Flower of the GG4 "Original Glue" cannabis strain. Photo courtesy of Ryan Lange.

This article was originally published on BLAC Detroit.

Twelve Black farmers are competing in Florida for a single medical cannabis license that is a guaranteed game-changer. The license could potentially be worth $50 million, according to The Orlando Sun-Sentinel. 

Florida voters in 2016 and 2017 voted affirmatively for an amendment to Florida’s constitution that led to the legalization of medical cannabis in the Sunshine State. A year later there was an amendment to include a provision specifically for a Black farmer, as none could meet the eligibility requirement in earlier bids to obtain licenses.

Per The Miami Herald, one of the license applicants must be part of the Pigford cases, the Black farmers who sued the federal government in 1997 alleging that they’d been discriminated against in gaining access to loans, debt restructuring and other aid provided to white farmers.

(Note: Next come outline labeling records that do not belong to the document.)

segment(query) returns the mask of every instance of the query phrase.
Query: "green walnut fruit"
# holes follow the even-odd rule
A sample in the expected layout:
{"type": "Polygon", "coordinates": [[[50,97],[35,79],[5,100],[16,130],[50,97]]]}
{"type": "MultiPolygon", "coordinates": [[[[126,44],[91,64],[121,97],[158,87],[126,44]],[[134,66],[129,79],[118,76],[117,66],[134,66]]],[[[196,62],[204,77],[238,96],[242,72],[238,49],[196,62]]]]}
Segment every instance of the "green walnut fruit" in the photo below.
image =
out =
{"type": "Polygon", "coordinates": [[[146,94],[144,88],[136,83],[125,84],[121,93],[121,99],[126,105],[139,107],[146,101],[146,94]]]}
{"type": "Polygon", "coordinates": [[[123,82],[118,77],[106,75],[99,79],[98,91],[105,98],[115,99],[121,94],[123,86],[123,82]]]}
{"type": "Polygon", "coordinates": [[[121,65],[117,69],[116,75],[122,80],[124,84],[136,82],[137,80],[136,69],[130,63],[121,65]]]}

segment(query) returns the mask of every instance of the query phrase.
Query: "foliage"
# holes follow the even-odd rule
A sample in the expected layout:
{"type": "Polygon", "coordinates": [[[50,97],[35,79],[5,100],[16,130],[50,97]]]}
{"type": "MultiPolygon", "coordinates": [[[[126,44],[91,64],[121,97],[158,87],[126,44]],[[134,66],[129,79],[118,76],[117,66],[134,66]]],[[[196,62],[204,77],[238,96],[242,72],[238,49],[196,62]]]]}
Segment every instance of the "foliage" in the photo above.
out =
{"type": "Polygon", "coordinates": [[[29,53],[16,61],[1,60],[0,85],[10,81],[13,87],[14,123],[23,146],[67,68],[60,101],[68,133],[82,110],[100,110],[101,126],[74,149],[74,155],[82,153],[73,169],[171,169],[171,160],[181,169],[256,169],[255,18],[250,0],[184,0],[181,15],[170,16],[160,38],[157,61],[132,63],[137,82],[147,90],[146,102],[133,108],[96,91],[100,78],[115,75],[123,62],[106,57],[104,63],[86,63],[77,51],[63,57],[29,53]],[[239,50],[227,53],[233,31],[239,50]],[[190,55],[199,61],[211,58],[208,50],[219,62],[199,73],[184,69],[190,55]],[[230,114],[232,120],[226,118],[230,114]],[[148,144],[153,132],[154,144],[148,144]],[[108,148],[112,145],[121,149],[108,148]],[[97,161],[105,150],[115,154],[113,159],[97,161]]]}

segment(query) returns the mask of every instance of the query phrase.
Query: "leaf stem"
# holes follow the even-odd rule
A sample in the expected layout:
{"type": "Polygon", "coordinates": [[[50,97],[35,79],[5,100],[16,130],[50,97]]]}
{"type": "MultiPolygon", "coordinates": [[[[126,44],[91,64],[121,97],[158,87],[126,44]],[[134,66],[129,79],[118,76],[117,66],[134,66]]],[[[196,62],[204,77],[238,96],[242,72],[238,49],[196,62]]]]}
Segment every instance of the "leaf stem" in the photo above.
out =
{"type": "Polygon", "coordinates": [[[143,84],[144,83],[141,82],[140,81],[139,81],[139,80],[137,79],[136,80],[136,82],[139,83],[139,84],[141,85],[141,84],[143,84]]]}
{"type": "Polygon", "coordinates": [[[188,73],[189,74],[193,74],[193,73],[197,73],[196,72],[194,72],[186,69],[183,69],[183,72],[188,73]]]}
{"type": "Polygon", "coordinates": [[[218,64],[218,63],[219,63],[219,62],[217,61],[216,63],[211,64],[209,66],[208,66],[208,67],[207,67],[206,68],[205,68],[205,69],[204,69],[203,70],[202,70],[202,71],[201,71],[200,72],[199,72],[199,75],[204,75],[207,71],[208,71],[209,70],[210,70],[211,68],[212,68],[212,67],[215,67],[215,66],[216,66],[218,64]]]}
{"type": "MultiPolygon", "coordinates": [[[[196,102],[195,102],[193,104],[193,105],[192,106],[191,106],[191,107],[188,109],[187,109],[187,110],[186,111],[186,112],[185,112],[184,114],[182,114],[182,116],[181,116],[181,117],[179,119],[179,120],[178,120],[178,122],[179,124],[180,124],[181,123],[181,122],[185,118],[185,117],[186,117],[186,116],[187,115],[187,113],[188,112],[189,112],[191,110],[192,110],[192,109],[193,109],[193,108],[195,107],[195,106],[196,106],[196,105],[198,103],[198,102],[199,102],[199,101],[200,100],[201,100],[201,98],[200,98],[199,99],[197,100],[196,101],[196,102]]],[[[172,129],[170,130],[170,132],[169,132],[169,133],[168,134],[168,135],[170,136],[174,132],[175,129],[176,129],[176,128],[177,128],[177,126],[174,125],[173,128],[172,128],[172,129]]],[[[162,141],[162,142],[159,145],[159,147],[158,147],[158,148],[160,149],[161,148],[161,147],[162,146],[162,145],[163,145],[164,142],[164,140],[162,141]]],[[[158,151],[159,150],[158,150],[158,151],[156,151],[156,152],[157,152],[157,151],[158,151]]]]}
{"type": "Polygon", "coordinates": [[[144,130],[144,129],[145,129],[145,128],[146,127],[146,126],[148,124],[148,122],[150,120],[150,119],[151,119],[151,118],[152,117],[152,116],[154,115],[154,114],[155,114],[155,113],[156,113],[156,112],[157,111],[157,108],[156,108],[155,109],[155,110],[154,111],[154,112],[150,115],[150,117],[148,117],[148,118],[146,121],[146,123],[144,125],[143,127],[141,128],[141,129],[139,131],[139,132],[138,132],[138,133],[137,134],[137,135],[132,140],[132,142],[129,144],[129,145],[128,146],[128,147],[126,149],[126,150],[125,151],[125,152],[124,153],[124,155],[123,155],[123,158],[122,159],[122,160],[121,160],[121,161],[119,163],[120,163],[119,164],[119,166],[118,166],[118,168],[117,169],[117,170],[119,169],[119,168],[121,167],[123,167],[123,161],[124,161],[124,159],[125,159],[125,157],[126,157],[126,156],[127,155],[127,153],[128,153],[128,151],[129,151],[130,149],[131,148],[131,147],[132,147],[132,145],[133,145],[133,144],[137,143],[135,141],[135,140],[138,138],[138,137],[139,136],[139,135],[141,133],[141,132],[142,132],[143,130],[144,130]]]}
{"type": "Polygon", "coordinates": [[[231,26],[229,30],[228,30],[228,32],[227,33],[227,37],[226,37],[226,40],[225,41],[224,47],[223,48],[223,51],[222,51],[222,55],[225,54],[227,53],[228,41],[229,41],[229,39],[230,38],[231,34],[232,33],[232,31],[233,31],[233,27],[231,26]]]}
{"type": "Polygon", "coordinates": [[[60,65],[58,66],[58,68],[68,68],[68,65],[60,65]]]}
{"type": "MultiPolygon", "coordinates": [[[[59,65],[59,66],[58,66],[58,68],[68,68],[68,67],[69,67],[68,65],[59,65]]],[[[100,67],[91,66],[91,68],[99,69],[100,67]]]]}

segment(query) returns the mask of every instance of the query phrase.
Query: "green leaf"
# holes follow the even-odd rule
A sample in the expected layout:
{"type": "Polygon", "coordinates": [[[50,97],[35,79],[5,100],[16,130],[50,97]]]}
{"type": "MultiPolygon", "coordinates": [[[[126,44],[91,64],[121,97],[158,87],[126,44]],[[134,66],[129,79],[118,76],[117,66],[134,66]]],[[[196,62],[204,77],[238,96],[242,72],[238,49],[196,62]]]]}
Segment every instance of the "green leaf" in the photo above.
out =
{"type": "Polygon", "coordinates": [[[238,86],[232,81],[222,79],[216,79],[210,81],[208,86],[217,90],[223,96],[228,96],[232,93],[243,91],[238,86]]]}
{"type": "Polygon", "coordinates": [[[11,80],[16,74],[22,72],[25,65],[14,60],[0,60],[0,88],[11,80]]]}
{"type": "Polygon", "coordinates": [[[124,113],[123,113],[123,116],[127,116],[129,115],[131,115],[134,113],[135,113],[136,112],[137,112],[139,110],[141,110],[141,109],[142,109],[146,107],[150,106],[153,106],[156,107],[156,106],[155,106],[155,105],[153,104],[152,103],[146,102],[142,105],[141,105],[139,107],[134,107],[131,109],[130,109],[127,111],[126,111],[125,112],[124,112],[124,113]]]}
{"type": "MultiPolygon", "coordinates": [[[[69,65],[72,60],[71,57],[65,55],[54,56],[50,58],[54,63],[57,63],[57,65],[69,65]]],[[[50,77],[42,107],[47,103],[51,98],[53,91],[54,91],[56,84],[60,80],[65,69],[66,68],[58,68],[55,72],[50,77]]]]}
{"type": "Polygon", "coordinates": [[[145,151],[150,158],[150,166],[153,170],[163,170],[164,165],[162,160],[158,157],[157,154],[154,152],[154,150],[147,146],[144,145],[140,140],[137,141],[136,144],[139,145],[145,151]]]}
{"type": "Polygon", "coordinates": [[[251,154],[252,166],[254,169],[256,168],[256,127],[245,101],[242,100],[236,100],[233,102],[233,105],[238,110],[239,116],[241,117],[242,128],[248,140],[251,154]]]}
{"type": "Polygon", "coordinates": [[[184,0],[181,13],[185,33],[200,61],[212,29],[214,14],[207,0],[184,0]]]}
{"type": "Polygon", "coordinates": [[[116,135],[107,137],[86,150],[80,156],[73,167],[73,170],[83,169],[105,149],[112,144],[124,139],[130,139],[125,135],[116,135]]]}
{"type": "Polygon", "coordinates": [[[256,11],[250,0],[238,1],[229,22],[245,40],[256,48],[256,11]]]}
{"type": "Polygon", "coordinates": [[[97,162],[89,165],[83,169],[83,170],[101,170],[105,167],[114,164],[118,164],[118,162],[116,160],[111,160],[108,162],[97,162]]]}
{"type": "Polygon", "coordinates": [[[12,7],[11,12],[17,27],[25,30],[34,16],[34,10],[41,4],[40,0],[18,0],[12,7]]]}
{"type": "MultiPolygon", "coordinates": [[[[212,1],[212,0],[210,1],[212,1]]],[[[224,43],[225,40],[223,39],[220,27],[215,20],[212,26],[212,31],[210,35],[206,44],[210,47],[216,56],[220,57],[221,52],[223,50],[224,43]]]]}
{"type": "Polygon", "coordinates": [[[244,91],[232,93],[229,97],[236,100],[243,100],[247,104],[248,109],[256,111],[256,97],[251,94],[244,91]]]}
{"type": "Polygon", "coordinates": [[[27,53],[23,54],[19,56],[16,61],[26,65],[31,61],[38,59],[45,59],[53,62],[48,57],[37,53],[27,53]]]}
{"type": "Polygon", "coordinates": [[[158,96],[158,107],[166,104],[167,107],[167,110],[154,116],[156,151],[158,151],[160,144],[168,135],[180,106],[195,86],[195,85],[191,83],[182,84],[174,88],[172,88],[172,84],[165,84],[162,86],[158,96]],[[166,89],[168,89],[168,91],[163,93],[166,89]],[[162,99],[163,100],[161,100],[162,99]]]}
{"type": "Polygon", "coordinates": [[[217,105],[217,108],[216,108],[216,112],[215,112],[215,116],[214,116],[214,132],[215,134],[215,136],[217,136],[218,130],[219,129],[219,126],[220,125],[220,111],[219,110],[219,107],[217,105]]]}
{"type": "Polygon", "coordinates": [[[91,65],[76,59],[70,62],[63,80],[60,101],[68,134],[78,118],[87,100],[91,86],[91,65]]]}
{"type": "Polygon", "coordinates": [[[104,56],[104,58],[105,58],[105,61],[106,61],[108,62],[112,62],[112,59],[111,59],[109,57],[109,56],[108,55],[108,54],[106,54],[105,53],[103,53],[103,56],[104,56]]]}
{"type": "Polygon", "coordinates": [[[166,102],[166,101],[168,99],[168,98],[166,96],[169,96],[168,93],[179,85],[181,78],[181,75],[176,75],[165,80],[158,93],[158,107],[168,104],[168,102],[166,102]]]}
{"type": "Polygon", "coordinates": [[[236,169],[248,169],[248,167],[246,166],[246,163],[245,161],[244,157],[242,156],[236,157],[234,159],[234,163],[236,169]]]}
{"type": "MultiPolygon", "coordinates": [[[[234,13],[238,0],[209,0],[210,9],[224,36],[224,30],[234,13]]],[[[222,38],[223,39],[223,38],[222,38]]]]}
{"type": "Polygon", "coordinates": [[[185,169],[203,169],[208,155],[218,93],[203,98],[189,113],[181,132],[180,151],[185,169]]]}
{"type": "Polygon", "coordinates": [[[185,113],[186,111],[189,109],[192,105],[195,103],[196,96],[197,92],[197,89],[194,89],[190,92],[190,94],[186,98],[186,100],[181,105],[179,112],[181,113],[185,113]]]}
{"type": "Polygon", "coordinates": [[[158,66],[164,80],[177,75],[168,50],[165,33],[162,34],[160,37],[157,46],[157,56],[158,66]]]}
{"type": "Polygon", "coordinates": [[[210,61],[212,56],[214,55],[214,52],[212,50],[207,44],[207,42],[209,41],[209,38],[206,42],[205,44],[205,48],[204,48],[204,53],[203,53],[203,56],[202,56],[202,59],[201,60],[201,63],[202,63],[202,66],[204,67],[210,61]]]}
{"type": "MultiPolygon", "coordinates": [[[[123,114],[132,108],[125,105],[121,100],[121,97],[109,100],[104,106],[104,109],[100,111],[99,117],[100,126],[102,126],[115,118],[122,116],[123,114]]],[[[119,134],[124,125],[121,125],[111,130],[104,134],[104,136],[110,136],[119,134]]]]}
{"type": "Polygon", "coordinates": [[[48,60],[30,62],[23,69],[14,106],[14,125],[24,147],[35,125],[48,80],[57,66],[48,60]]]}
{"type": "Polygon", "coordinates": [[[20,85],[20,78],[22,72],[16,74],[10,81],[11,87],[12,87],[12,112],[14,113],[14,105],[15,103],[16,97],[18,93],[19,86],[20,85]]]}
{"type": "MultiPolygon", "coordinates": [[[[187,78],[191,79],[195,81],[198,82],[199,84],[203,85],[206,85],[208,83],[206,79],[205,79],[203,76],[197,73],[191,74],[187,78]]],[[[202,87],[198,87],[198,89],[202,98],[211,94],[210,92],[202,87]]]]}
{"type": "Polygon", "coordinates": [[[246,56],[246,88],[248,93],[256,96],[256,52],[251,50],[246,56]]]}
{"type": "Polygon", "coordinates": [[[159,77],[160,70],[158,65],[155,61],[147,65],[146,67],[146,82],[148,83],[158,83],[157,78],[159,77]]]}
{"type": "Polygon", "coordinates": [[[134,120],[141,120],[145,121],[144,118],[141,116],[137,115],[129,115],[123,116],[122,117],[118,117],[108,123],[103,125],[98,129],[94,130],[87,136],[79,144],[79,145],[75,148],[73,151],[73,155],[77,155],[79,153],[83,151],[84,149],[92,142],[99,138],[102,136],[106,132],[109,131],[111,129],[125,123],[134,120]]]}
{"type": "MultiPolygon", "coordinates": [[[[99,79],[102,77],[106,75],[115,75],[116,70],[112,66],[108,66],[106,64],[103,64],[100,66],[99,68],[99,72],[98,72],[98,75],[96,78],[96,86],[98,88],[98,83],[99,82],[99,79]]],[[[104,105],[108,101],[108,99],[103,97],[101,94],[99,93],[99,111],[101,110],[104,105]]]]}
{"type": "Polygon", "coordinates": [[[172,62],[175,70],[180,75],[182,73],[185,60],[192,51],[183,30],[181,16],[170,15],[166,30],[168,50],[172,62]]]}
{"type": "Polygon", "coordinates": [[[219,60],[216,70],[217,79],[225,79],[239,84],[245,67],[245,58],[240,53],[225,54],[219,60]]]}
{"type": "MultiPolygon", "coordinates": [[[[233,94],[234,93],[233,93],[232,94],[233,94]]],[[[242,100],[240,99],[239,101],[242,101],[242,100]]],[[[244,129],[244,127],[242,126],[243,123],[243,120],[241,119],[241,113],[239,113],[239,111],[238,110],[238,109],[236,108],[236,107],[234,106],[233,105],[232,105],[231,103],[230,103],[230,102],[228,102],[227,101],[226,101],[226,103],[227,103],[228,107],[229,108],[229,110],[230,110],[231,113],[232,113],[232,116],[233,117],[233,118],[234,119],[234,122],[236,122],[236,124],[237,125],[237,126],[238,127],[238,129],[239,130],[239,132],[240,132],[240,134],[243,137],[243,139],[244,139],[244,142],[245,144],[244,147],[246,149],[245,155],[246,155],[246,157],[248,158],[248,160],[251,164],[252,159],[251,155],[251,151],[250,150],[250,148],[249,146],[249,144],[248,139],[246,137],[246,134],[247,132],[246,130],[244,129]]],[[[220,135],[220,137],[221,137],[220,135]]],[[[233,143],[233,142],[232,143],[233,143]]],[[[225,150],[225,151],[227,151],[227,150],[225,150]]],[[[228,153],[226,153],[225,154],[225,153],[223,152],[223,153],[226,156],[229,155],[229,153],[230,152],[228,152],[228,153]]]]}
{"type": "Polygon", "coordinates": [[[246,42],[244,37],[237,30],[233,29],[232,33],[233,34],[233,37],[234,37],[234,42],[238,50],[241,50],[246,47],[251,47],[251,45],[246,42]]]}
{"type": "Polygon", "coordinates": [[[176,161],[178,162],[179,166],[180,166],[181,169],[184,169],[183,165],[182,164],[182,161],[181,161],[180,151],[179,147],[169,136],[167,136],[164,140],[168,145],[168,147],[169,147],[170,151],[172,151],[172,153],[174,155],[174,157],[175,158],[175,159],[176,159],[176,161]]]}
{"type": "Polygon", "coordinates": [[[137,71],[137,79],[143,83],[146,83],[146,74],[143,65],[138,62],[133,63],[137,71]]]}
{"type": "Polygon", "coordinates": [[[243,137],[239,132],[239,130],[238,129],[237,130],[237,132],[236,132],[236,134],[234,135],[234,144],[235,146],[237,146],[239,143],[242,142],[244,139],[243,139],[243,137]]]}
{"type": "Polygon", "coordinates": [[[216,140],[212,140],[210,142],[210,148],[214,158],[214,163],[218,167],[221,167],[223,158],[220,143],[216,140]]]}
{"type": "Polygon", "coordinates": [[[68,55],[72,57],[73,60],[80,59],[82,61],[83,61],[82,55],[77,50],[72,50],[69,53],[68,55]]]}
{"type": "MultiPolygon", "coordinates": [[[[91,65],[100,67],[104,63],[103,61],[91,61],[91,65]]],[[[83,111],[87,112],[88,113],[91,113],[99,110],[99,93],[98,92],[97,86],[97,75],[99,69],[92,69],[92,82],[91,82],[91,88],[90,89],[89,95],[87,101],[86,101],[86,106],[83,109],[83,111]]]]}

Many of the farmers who had previously sued Florida’s government have died or are aged. Which makes it difficult for Black farmers to secure the license. “The task is daunting, to say the least, and that was really obvious in some of the responses, in my opinion,” Roz McCarthy, CEO and founder of Minorities for Medical Marijuana, told The Sentinel. “It took us six years to get to this point to see that, wow, well I know what you’re trying to do, but this really looks like it didn’t do what it was supposed to do.”


The Florida Department of Health charges just $146,000 to make a bid for a medical cannabis license. Applicants have also shared their stories of the challenges of farming in difficult and discriminatory conditions.

“In the 1800s my family suffered the abuses of slavery leaving a lasting reminder of the abuses handed down to us because of our race,” said applicant Fred Fisher, whose family worked the land in Jonesville, Florida, a Black farming community. “Those who spoke out against the abuses were lynched,” his affidavit read.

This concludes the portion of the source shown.